E não é querendo ser chato, mas isso é “possibilidade”, e não uma certeza. Daí provavelmente o fato de Binotto não querer dar muitas esperanças aos torcedores que esperam por algum resultado “mágico” no desempenho da equipe para breve. Até pode acontecer, mas somente em circunstâncias excepcionais. Mas, é de esperança que a torcida vive, e se Pierre Gasly conseguiu uma vitória até improvável para muitos, domingo passado em Monza, ao volante da Alpha Tauri, quem sabe a Ferrari não dá sorte semelhante, e consegue ao menos emplacar um resultado mais condizente? Sonhar ainda é possível, por mais difíceis que sejam as condições atuais.
E, mesmo vivenciando um momento complicado, a Ferrari ainda é a Ferrari. Se para os brasileiros ela significou humilhação e subserviência pela condição de “capachos” a que foram reduzidos Felipe Massa e Rubens Barrichello quando defenderam o time (mesmo esquecendo o “quase” título de Massa em 2008, mas que, como não foi campeão, dá na mesma para muitos ter sido mais um fracassado na F-1...), guiar para o time de Maranello é o sonho da grande maioria daqueles que, ainda muito cedo na vida, colocam um capacete e vão para a pista tentar a sorte no automobilismo. A mítica do “cavalinho rampante”, o símbolo da escuderia rossa, exerce um charme e uma atração indisfarçáveis, que seduzem aqueles que desejam ser alguém no esporte a motor. Um sonho, claro, que pode virar um pesadelo, como já dissertei em mais de uma vez. Se a escuderia criou heróis, é verdade que, ao longo de todas estas décadas, também já “destruiu” a carreira de vários pilotos. Guiar para Maranello é um privilégio, mas se anda na ponta da navalha mais do que em qualquer outro time da F-1.

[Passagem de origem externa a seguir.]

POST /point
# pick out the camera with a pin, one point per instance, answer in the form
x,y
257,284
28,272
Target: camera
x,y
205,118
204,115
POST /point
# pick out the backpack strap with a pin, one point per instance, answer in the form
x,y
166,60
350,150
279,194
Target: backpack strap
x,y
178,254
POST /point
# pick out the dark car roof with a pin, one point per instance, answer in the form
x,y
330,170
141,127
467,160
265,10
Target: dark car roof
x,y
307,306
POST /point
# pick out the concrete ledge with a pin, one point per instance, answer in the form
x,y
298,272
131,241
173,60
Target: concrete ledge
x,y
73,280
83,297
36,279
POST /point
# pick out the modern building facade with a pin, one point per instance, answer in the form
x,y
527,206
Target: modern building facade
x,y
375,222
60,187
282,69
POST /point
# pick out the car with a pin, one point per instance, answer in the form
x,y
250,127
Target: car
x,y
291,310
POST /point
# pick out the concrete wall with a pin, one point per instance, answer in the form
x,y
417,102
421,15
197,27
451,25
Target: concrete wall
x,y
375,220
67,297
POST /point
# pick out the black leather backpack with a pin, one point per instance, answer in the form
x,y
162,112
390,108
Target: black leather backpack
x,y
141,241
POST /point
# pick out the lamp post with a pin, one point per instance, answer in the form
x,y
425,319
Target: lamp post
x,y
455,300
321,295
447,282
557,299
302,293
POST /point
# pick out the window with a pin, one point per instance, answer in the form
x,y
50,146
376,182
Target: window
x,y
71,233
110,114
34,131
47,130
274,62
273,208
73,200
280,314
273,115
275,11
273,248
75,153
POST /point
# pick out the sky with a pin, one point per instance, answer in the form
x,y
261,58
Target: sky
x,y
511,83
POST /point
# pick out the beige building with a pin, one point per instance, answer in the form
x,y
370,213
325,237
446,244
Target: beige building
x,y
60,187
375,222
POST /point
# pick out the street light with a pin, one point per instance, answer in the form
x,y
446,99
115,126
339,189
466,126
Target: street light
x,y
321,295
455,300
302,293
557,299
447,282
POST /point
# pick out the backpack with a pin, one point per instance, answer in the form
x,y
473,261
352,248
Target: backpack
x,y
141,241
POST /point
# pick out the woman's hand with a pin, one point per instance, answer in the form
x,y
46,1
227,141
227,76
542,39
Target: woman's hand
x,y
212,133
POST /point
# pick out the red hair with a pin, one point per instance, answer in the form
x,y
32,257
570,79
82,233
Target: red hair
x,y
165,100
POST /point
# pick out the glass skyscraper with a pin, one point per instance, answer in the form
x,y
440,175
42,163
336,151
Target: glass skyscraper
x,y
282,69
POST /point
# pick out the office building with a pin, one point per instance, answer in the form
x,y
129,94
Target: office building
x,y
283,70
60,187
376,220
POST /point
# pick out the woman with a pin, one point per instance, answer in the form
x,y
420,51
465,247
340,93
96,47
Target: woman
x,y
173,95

Tudo isso é pouco para se definir o que é a Ferrari. Mas é por isso mesmo também que o time, a bem ou mal, tem que louvar o seus mil GPs de participação na F-1. Uma marca que só poderá ser igualada daqui a alguns anos, por apenas dois outros times da categoria que ainda se mantém firmes na competição. A McLaren, fundada em 1966, acumula até aqui 876 participações (contando com a corrida de domingo), podendo comemorar o seu milésimo GP apenas em 2026, se nada anormal acontecer até lá. E a Williams, por sua vez, tem até aqui, com a prova de domingo, 752 GPs disputados. Se o time, que foi vendido recentemente pela família de Sir Frank, continuar existindo com o nome de Williams, alcançará seu GP de número 1000 em algum momento da próxima década, tendo de percorrer ainda um bom caminho até lá.

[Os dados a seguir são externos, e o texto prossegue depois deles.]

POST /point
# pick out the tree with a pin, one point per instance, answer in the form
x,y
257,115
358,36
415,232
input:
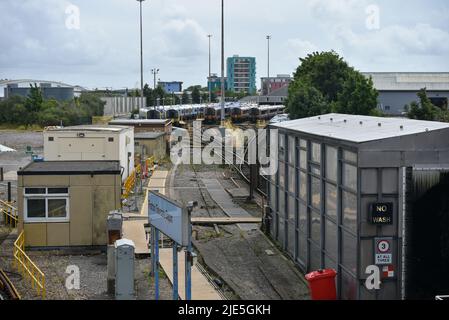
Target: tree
x,y
325,83
357,96
196,95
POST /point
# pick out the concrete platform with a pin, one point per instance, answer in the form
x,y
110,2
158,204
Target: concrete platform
x,y
224,221
201,288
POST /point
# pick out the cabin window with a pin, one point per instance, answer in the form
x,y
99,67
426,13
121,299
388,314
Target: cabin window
x,y
46,205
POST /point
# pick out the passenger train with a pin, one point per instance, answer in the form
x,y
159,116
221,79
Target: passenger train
x,y
211,113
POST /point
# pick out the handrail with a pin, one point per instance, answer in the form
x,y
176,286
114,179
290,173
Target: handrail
x,y
128,186
10,214
27,268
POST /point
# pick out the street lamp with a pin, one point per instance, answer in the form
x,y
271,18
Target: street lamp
x,y
155,72
208,84
268,79
141,56
222,66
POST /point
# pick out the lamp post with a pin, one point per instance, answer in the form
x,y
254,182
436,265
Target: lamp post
x,y
155,72
141,56
223,95
268,79
208,84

Então, o momento é de celebrar esta marca que a Ferrari está alcançando. Uma marca lendária de participações em praticamente sete décadas de competição ininterrupta na F-1, como convém a uma lenda do esporte a motor. Felicitações pelo milésimo Grande Prêmio, Ferrari!

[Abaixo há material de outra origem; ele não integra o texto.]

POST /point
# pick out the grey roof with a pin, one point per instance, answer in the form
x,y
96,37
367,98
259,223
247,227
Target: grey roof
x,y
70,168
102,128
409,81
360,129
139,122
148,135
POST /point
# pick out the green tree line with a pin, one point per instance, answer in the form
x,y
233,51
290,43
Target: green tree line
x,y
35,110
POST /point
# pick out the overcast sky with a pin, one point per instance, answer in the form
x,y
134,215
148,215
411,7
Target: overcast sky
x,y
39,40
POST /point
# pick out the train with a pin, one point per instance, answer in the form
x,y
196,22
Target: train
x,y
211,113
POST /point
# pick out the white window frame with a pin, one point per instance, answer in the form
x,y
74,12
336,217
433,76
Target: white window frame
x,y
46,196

A Indycar remarcou para este final de semana a rodada dupla de Mid-Ohio, que deveria ter sido realizada há um mês atrás, e que foi adiada devido à pandemia da Covid-19 nos Estados Unidos. Teremos então duas provas no circuito de Lexington, com prova neste sábado e neste domingo. A categoria acabou cancelando as provas em Portland e Laguna Seca, e terá apenas estas duas corridas neste mês de setembro, retornando em outubro para as corridas finais no misto de Indianápolis e no circuito de rua de São Petesburgo.